In 1948 volgde Heyting zijn leermeester Mannoury op als gewoon hoogleraar in de wiskunde, en als zodanig trad hij nu ook op andere wijze naar voren, ofschoon hij als wetenschapsman uiteraard eveneens werkzaam bleef. Op wetenschappelijk gebied moet vooral genoemd worden de publikatie in 1956 van zijn zeer invloedrijke Intuitionism. An introduction, met herziene edities in 1966 en 1971. Vele logici en wiskundigen leerden het intuïtionisme kennen uit dit boek, en het is mede aan dit werk te danken dat het intuïtionisme nog steeds een rol speelt in het wiskundig grondslagenonderzoek en de logica. Maar daarnaast blonk Heyting ook uit als docent, niet zozeer door uiterlijk vertoon als wel door de helderheid van zijn presentatie. Ook publiceerde hij enige leerboeken die veel gebruikt werden, o.a. Axiomatic projective geometry (1963, 2e dr. 1980). Acht dissertaties kwamen onder zijn leiding tot stand. Als organisator ten slotte maakte Heyting zich o.a. verdienstelijk door zijn aandeel bij het opzetten van het colloquium 'Constructivity in Mathematics' in 1959 en het 'Third international congress on logic, methodology and philosophy of science', in 1967 gehouden, beide in Amsterdam. Op vele buitenlandse congressen trad Heyting op als daartoe uitgenodigd spreker.

Ook na zijn emeritaat in 1968 bleef Heyting wetenschappelijk actief. Hij verzorgde toen de uitgave van het eerste deel van Brouwers Collected Works, dat in 1975 verscheen, en in zijn laatste levensjaren maakte hij speciaal studie van het solipsisme, een belangrijk element in Brouwers algemeen filosofische opvattingen. Maar tot een publikatie als resultaat van deze studie kwam het niet meer. Van 1975 af ging Heytings gezondheid achteruit; in dat jaar trof hem een hartaanval, waarvan hij goeddeels herstelde, maar zijn gezichtsvermogen ging snel achteruit, totdat in 1978 een succesvolle staaroperatie het licht grotendeels teruggaf.

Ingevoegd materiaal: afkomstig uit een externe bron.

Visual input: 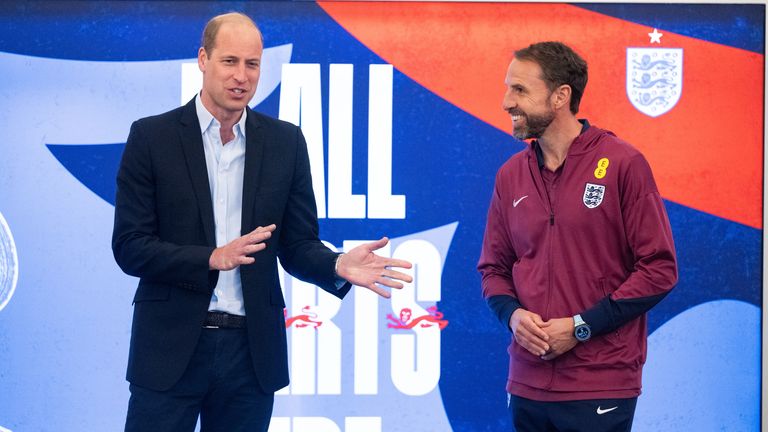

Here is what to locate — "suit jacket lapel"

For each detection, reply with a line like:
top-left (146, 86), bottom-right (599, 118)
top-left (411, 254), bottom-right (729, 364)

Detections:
top-left (179, 98), bottom-right (216, 247)
top-left (240, 108), bottom-right (264, 234)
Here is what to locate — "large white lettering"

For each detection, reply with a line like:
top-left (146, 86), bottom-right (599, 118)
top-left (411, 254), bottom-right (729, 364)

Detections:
top-left (279, 63), bottom-right (406, 219)
top-left (268, 417), bottom-right (381, 432)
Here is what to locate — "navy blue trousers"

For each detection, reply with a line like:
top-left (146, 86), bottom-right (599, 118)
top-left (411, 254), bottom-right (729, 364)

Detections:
top-left (509, 395), bottom-right (637, 432)
top-left (125, 329), bottom-right (274, 432)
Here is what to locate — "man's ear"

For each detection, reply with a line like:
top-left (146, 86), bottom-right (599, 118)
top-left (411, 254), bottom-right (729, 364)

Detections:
top-left (197, 47), bottom-right (208, 72)
top-left (552, 84), bottom-right (573, 109)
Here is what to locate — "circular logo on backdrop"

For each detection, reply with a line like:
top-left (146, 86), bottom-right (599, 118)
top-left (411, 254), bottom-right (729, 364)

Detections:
top-left (0, 213), bottom-right (19, 310)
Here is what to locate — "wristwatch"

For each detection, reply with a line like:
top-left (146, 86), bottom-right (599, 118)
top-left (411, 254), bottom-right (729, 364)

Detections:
top-left (573, 314), bottom-right (592, 342)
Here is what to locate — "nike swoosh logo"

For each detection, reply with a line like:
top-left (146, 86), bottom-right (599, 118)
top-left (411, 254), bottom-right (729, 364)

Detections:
top-left (597, 406), bottom-right (618, 415)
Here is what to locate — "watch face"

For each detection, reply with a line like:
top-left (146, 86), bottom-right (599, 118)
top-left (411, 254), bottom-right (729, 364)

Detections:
top-left (576, 325), bottom-right (592, 342)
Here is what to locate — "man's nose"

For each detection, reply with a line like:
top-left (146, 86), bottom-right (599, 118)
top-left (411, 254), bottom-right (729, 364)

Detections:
top-left (234, 64), bottom-right (248, 82)
top-left (501, 91), bottom-right (517, 111)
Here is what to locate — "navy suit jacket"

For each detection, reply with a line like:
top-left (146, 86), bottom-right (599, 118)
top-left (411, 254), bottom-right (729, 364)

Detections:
top-left (112, 99), bottom-right (351, 392)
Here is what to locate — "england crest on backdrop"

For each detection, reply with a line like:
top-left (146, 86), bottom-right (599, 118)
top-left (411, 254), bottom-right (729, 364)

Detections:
top-left (627, 48), bottom-right (683, 117)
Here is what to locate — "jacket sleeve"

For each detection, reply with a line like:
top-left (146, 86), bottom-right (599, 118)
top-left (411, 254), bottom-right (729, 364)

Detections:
top-left (278, 128), bottom-right (352, 298)
top-left (581, 154), bottom-right (677, 335)
top-left (477, 173), bottom-right (522, 328)
top-left (112, 121), bottom-right (218, 292)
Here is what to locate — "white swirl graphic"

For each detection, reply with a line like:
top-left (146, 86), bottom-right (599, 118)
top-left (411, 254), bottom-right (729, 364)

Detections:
top-left (0, 213), bottom-right (19, 312)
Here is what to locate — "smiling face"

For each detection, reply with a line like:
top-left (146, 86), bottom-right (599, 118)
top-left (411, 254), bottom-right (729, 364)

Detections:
top-left (502, 59), bottom-right (555, 140)
top-left (197, 19), bottom-right (264, 124)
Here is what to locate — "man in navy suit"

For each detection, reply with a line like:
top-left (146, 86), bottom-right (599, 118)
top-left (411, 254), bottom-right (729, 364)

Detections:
top-left (112, 13), bottom-right (412, 432)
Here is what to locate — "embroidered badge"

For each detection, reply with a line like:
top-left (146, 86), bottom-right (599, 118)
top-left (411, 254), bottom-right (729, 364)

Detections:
top-left (627, 45), bottom-right (683, 117)
top-left (584, 182), bottom-right (607, 208)
top-left (595, 158), bottom-right (611, 179)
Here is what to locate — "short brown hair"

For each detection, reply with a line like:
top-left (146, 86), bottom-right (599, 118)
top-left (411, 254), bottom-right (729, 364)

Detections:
top-left (515, 42), bottom-right (588, 114)
top-left (200, 12), bottom-right (264, 55)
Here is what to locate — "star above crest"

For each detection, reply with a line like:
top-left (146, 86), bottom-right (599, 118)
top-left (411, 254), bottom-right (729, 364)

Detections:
top-left (648, 28), bottom-right (664, 44)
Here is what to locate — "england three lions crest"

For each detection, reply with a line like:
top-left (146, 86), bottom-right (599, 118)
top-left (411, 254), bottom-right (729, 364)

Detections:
top-left (627, 48), bottom-right (683, 117)
top-left (584, 183), bottom-right (605, 208)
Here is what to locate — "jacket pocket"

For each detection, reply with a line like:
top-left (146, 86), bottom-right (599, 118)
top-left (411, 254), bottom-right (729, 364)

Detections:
top-left (133, 282), bottom-right (171, 304)
top-left (598, 278), bottom-right (621, 345)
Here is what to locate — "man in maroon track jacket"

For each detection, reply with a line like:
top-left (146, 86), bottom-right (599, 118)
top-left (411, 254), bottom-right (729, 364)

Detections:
top-left (478, 42), bottom-right (677, 432)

Als persoon was Heyting bescheiden en teruggetrokken van aard, zonder enige pretentie. Zijn interessen waren breed en gevarieerd: muziek, literatuur, linguïstiek, astronomie en filosofie boeiden hem. Hij was lid van de Partij van de Arbeid en had grote belangstelling voor sociale vraagstukken. Als niet-gelovig, religieus voelend mens vond hij aansluiting bij het Humanistisch Verbond. Zijn levensbeschouwing blijkt o.a. uit zijn artikel 'Wetenschap, geloof, religie', in De Gids 140 (1977) 1, 83 -91.

A: Archief-Heyting in het Mathematisch Instituut der Universiteit van Amsterdam.

P: Nagenoeg volledige bibliografie door J. Niekus, H. van Riemsdijk en A.S. Troelstra in Nieuw Archief voor Wiskunde 3e serie 29 (1981) 24-35 (errata 139); voorts 'Les fondements des mathématiques du point de vue intuitionniste', in F. Gonseth, Philosophie mathématique (Parijs, 1939) 73 - 75 en 'Continuüm en keuzerij bij Brouwer', in Nieuw Archief voor Wiskunde 3e serie 29 (1981) 125-139.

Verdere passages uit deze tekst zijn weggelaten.